To me, who was as weary of existence as ever was galley-slave, this spot of quiet loveliness had a tenfold power. My mind, like my body, longed for rest.

Through life I had walked in a thorny path; my ambition had winged a tempestuous atmosphere. Useless hazards, wild projects, bitter sufferings, were my portion. Those feelings in which alone I could be said to live had all been made inlets of pain. The love which nature and justice won from me to my family was perpetually thwarted by a chain of circumstances that made me a wretched, helpless, and solitary man. What then could I do better than abandon the idle hope of finding happiness among mankind; break off the trial, which must be prolonged only to my evil; and elude the fate that destined me to be an exile in the world? Yes, I would no longer be a man of suffering, in the presence of its happiness; a wretch stripped of an actual purpose, or a solid hope, in the midst of its activity and triumph; the abhorred example of a career miserable with defeated pursuit, and tantalized with expectations vain as the ripple on the stream!

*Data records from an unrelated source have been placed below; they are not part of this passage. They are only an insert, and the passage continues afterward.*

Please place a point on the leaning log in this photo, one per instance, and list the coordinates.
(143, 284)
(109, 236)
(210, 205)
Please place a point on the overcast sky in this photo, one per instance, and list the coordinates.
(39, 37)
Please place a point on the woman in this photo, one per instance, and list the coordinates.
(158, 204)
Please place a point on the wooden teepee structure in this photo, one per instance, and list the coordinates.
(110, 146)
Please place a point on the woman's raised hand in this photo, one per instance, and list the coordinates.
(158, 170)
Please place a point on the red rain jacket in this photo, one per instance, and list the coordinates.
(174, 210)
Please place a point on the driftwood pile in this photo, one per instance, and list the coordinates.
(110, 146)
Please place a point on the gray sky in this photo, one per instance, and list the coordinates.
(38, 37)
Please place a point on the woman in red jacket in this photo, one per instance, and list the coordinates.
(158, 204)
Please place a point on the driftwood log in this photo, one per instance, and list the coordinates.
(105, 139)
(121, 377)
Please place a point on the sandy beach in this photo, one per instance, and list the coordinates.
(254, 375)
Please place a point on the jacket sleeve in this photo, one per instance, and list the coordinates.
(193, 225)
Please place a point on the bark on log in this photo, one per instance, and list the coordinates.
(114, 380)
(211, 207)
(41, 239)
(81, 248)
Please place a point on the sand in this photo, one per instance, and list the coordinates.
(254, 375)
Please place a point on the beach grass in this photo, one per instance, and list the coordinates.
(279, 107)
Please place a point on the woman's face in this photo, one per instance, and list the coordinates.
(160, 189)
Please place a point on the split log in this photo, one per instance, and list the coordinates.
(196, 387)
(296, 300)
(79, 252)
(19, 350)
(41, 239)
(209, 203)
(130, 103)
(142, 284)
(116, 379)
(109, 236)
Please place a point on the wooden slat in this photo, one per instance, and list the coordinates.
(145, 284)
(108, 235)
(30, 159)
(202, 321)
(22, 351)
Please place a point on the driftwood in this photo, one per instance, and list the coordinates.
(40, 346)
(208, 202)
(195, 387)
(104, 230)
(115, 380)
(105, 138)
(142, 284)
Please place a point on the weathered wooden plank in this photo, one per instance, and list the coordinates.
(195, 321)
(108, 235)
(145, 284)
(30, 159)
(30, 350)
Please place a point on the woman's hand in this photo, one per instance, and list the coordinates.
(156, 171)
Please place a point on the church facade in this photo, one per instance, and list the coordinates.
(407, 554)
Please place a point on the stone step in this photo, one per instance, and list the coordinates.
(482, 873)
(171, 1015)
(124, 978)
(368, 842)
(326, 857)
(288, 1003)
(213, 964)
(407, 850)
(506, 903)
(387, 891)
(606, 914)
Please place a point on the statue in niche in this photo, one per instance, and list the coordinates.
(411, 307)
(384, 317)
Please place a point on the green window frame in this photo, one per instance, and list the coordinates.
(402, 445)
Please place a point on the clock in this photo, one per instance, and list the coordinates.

In this stern resolve, gathering courage from despair—as the criminal on the scaffold scoffs at the world that rejects him—I determined to exclude recollection. The spot round me was henceforth to fill up the whole measure of my thoughts. Wife, children, friends, country, to me must exist no more. I imaged them in the tomb; I talked with them as shadows, as the graceful and lovely existences of ages past,—as hallowed memorials; but labored to divest them of the individual features that cling to the soul.

[Sidenote: On the Shores of the Mediterranean]

Lest this mystic repose should be disturbed by any of the sights of living man, I withdrew deeper into the shades which first sheltered me. It was enough for me that there was a canopy of leaves above to shield my limbs from the casual visitations of a sky whose sapphire looked scarcely capable of a stain, and that the turf was soft for my couch. Fruits sufficient to tempt the most luxurious taste were falling round me, and the waters of the bright rivulet, scooped in the rind of citron and orange, were a draft that the epicure might envy. I was still utterly ignorant on what shore of the Mediterranean I was thrown, further than that the sun rose behind my bower and threw his western luster on the waveless expanse of sea that spread before it to the round horizon.